A tight group of Alaskan pipeline workers led by roughneck Ed Pollack (Ron Perlman) are inconvenienced by ecologist James Hoffman (James LeGros), sent by their parent company for good PR. The crew are ready to complete their job post-haste, but Hoffman is startled by the sudden temperature decreases–decreases that are not only melting the permafrost, but seem to be causing some really out-there phenomena. Pollack’s green nephew is the first to see the eerie stampede of ghostly horses that circle their work camp, and his psychological unraveling from that point forward, brings everyone involved with the project that much closer to their doom. These spirits are not happy that their land is being mucked with.

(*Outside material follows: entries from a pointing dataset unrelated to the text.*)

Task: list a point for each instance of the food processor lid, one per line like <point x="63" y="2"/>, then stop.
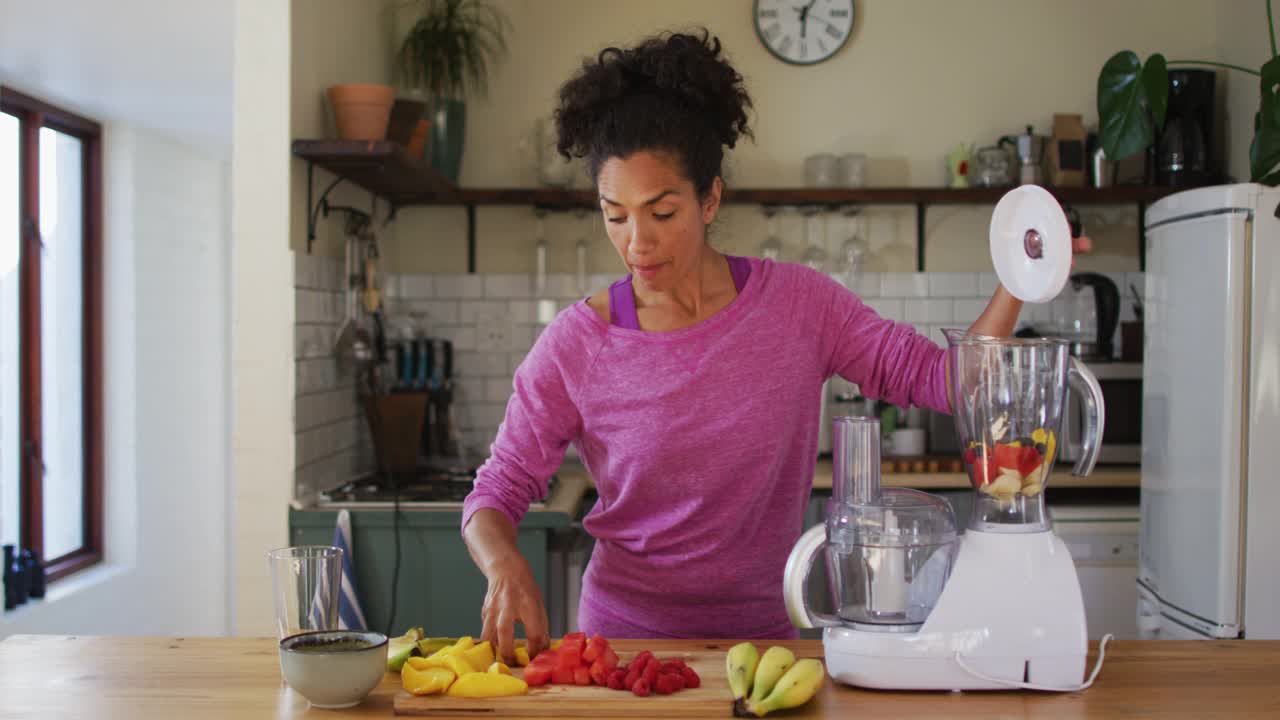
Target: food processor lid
<point x="1031" y="244"/>
<point x="900" y="518"/>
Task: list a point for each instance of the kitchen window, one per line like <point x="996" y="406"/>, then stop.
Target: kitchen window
<point x="50" y="333"/>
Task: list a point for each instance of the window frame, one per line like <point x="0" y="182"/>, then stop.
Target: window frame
<point x="32" y="115"/>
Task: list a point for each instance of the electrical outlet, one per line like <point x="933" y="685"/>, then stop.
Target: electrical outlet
<point x="493" y="332"/>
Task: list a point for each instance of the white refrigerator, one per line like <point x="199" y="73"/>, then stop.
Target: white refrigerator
<point x="1210" y="547"/>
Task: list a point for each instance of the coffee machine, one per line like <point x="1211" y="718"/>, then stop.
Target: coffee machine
<point x="1184" y="149"/>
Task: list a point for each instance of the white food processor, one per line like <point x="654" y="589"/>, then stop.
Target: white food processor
<point x="919" y="605"/>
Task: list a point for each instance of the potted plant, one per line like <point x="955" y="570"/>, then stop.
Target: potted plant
<point x="1133" y="98"/>
<point x="447" y="54"/>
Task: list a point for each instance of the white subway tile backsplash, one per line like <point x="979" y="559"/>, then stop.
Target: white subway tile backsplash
<point x="524" y="311"/>
<point x="458" y="287"/>
<point x="563" y="286"/>
<point x="314" y="341"/>
<point x="462" y="337"/>
<point x="485" y="414"/>
<point x="517" y="286"/>
<point x="392" y="286"/>
<point x="480" y="364"/>
<point x="521" y="338"/>
<point x="598" y="282"/>
<point x="965" y="311"/>
<point x="316" y="376"/>
<point x="904" y="285"/>
<point x="867" y="285"/>
<point x="478" y="441"/>
<point x="987" y="283"/>
<point x="470" y="391"/>
<point x="480" y="309"/>
<point x="887" y="308"/>
<point x="415" y="287"/>
<point x="927" y="310"/>
<point x="497" y="390"/>
<point x="547" y="311"/>
<point x="952" y="285"/>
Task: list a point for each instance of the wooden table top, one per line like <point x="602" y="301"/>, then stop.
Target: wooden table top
<point x="195" y="678"/>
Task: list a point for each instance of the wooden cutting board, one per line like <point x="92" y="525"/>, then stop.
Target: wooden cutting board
<point x="712" y="698"/>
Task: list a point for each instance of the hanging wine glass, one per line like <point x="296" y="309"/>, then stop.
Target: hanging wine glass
<point x="540" y="255"/>
<point x="772" y="247"/>
<point x="853" y="251"/>
<point x="816" y="241"/>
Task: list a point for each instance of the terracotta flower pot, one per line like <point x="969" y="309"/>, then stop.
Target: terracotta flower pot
<point x="361" y="110"/>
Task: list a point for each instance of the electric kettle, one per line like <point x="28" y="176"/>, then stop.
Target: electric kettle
<point x="1087" y="315"/>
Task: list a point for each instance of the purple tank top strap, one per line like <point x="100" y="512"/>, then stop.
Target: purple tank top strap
<point x="622" y="300"/>
<point x="740" y="268"/>
<point x="622" y="305"/>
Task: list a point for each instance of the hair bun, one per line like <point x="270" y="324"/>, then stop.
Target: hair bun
<point x="672" y="91"/>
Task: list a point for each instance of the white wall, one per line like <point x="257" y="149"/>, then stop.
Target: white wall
<point x="261" y="306"/>
<point x="165" y="306"/>
<point x="1242" y="40"/>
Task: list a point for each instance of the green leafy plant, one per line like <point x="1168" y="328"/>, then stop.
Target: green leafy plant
<point x="1133" y="98"/>
<point x="449" y="49"/>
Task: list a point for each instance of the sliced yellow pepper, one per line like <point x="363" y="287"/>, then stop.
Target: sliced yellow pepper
<point x="479" y="655"/>
<point x="456" y="662"/>
<point x="487" y="684"/>
<point x="429" y="680"/>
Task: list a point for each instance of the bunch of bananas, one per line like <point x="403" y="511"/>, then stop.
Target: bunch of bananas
<point x="775" y="680"/>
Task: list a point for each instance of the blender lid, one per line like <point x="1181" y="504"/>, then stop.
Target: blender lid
<point x="899" y="518"/>
<point x="1031" y="244"/>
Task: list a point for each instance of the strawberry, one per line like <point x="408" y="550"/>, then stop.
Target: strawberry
<point x="538" y="674"/>
<point x="1028" y="460"/>
<point x="616" y="680"/>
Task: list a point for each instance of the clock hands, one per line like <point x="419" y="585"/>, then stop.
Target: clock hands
<point x="804" y="17"/>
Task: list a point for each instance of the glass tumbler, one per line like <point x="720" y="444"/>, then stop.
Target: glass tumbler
<point x="305" y="583"/>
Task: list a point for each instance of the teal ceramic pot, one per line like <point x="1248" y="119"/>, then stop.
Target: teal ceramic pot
<point x="448" y="128"/>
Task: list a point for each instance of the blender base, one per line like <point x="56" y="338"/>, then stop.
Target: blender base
<point x="1011" y="610"/>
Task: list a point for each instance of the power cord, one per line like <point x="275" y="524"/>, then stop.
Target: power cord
<point x="1102" y="652"/>
<point x="391" y="618"/>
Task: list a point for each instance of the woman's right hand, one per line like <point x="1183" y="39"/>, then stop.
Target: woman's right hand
<point x="512" y="597"/>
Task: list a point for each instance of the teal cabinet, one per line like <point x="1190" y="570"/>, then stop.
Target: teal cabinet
<point x="438" y="586"/>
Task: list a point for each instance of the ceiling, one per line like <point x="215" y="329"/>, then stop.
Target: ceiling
<point x="159" y="64"/>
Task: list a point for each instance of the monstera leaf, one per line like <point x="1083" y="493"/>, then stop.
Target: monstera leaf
<point x="1132" y="103"/>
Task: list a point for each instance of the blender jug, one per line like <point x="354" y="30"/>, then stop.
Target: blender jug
<point x="887" y="551"/>
<point x="1008" y="397"/>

Fessenden lets his landscape work for him with lots of great shots of the harsh tundra, creating a foreign environment that feels like part of the threat when things start going south. Perlman and LeGros are pretty terrific cast opposite of one another. Their realistic performances help ground the film; it’s especially important because none of the supernatural aspects are clearly spelled out. I kind of like it that way. This isn’t a film where a character attempts to explain everything 30 minutes before the credits roll. We only know what they know, and they want to survive first, figure stuff out second.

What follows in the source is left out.